Transforming Sensory Perceptions into Motor Commands: Evidence from Programming of Eye Movements a

The visual stimulus for a saccadic eye movement is encoded in place-coded maps in cerebral cortex and the dorsal superior colliculus. In contrast, the motor command for the saccade is encoded by the temporal discharge properties of ocular motoneurons and premotor burst neurons in the brain-stem reticular formation. Thus, there is need for a spatial-temporal transformation of neural signals, and recent findings suggest that the superior colliculus might contribute to this process. The ventral, output layers of the superior colliculus encode the metric of the desired saccade in polar coordinates. However, premotor neurons in the pontine and mesencephalic reticular formation are organized to generate horizontal and vertical saccades, respectively.

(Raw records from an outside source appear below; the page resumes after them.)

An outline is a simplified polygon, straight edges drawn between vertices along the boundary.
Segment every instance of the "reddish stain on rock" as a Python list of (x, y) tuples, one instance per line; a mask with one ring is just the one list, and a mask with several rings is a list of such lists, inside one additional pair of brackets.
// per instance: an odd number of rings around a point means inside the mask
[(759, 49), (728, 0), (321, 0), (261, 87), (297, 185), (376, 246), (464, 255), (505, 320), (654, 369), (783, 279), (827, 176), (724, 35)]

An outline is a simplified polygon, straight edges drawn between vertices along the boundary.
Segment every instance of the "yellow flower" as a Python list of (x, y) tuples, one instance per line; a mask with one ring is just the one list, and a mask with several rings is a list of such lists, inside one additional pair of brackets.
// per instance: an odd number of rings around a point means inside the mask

Studies of oblique saccades in patients with slow vertical components--due to Niemann-Pick type C disease--support the interpretation that the saccadic command from the reticular formation is encoded in Cartesian coordinates. Currently, saccades are thought to be generated under local, brain-stem feedback control in which current eye displacement is continuously subtracted from desired eye displacement to compute motor error--the remaining movement required for the eye to acquire the target. If the superior colliculus is positioned in the feedback loop, then there is a need for transformation of premotor signals back into a place-coded version of motor error. Recent studies suggest that, during the saccade, this might be achieved by a wave of activity spreading rostrally, which traverses the collicular map in a direction corresponding to progressively smaller movements and finally activates a group of neurons concerned with fixation. These new hypotheses are ripe for testing by basic and clinical studies. By confronting the issue of what signal transformations are required to program visually guided saccades, new experimental approaches have emerged. Such computational approaches offer insights into how the brain controls behavior not just by measuring stimulus and response, but by asking what "currency" is being used by interacting populations of neurons at any stage in the process.